If you expected the visiting San Antonio Spurs to roll over and die against the Celtics just because they were sitting four key players in Tony Parker, Manu Ginobili, Kawhi Leonard and Tiago Splitter, then you don't know much about this Spurs team. The beauty of Gregg Popovich's system is it works almost as well with Boris Diaw and Cory Joseph as it does with the stars.
The Celtics knew this going in, of course. Brad Stevens marveled before the game, in fact, that some of the most inspiring basketball he's ever seen has come from the Spurs "when they're resting their guys." (He then added that some other of the most inspiring play he's seen is the Spurs "when they have their guys." In conclusion: The Spurs are always good.)
Postgame, Stevens was singing the same tune. After watching the Spurs come to life and put them away late, buoyed by 23 second-half points from Tim Duncan, he couldn't help but rave a little bit.
"Those guys," the Celtics coach said. "No matter who they have, they put a lot of pressure on you. The way that they move the ball - it's basketball the way basketball should be played. It's a pleasure to watch unless you're the one coaching against them."
For the Celtics, it was a fitting conclusion to the first half of the season. After losing 104-92, the C's now head into the All-Star weekend (more like a full All-Star week off, as they don't play again until next Wednesday) at 19-35. They won four games out of five these last couple weeks, but justifiably, they lost tonight to a better, more experienced team.
"I don't really look too much at the last game before the All-Star break," said Gerald Wallace, who's been through quite a few All-Star weekends in his career. "A lot of times, most guys are already on vacation, especially with a young team like this. San Antonio is an experienced team - they knew what to do. We've just got to throw this game out the window."
Overall, the Celtics have made strides over the last couple of weeks. With Rajon Rondo back (and surprisingly boasting a jump shot), Kelly Olynyk breaking out and Jared Sullinger hitting his stride, the team has more reason for optimism now than it's had in a while. But still, 19-35 is one of the six or seven worst records in the league, a frustrating fall from grace for a perennial playoff team with a lot of talented players.
"I didn't come here thinking that we were going to be struggling like this," said Kris Humphries. "I think you're a loser if you come in saying this is how we'd perform."

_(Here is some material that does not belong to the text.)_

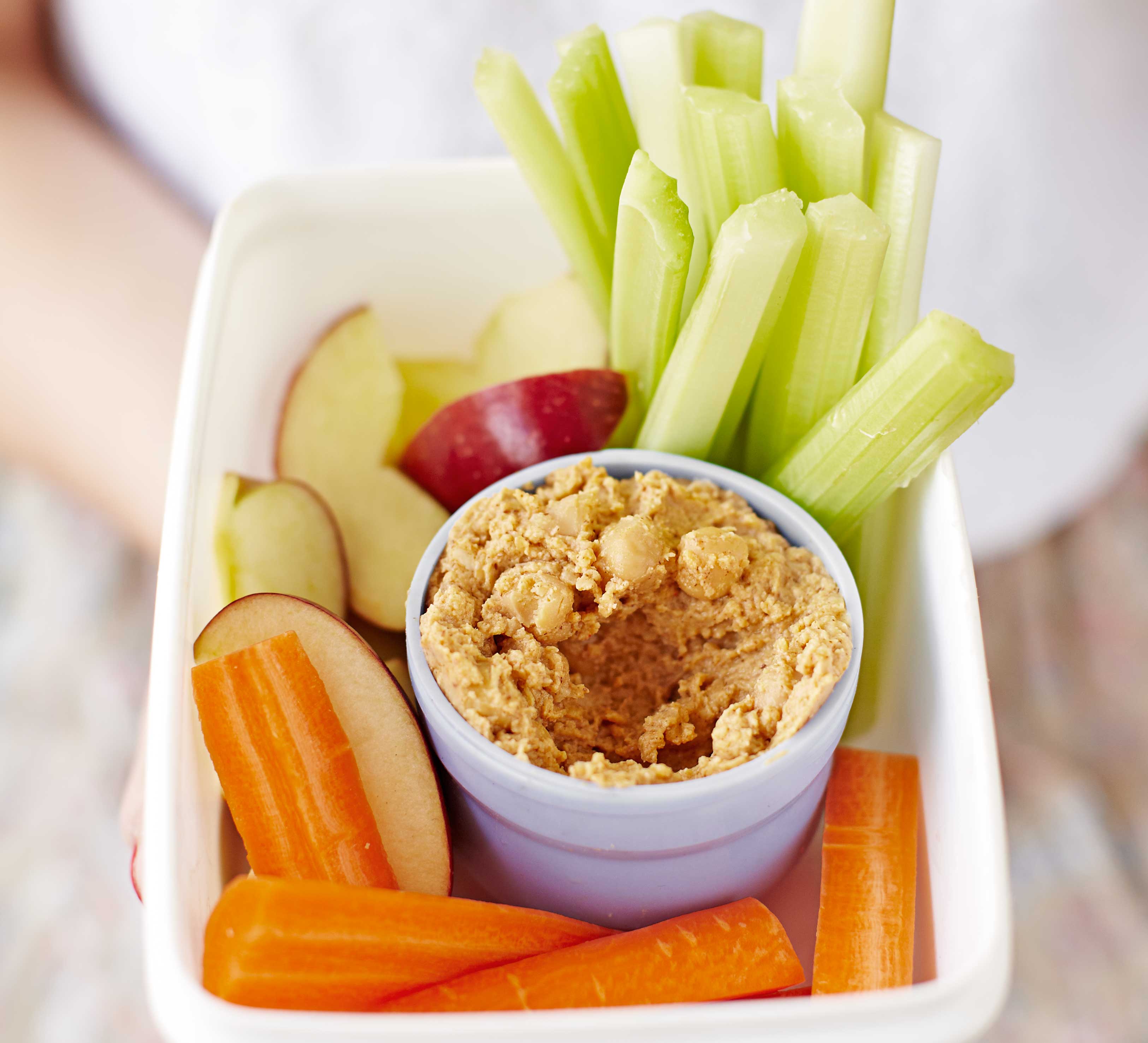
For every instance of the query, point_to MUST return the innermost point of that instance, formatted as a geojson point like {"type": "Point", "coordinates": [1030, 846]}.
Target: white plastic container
{"type": "Point", "coordinates": [433, 248]}
{"type": "Point", "coordinates": [627, 858]}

For the NBA's giants, the title-contending teams like San Antonio and Miami, the All-Star break is a chance to enjoy a vacation and bask in the midseason glory. For the Celtics, it's a chance to lick a few wounds and address a few weaknesses.
"I want them to get rest," Stevens said. "If they're dinged up, I want them to get healthy. I want them to feel good when Monday or Tuesday rolls around, but at the same time, I want them to continue to think about what makes us good and what makes us not as good. We'll hammer that at practice when we get back together."
The Celtics have a lot to build on right now, considering their recent successes, but the weeks ahead will bring a lot more challenges - especially considering that the second-half schedule begins next week with a lethal Phoenix team.
"We've got to everybody healthy and everybody on the same page," said Wallace. "We're missing Avery [Bradley], Jared's sick, guys are banged up. I think this break comes at a good time for us - we've got to get everybody on the same page.
"Right now, we have spurts where we're on the right page and spurts where we're not. Sometimes we look like a team, and sometimes we look like five individuals playing basketball. We've got to get everybody together and continue to move forward."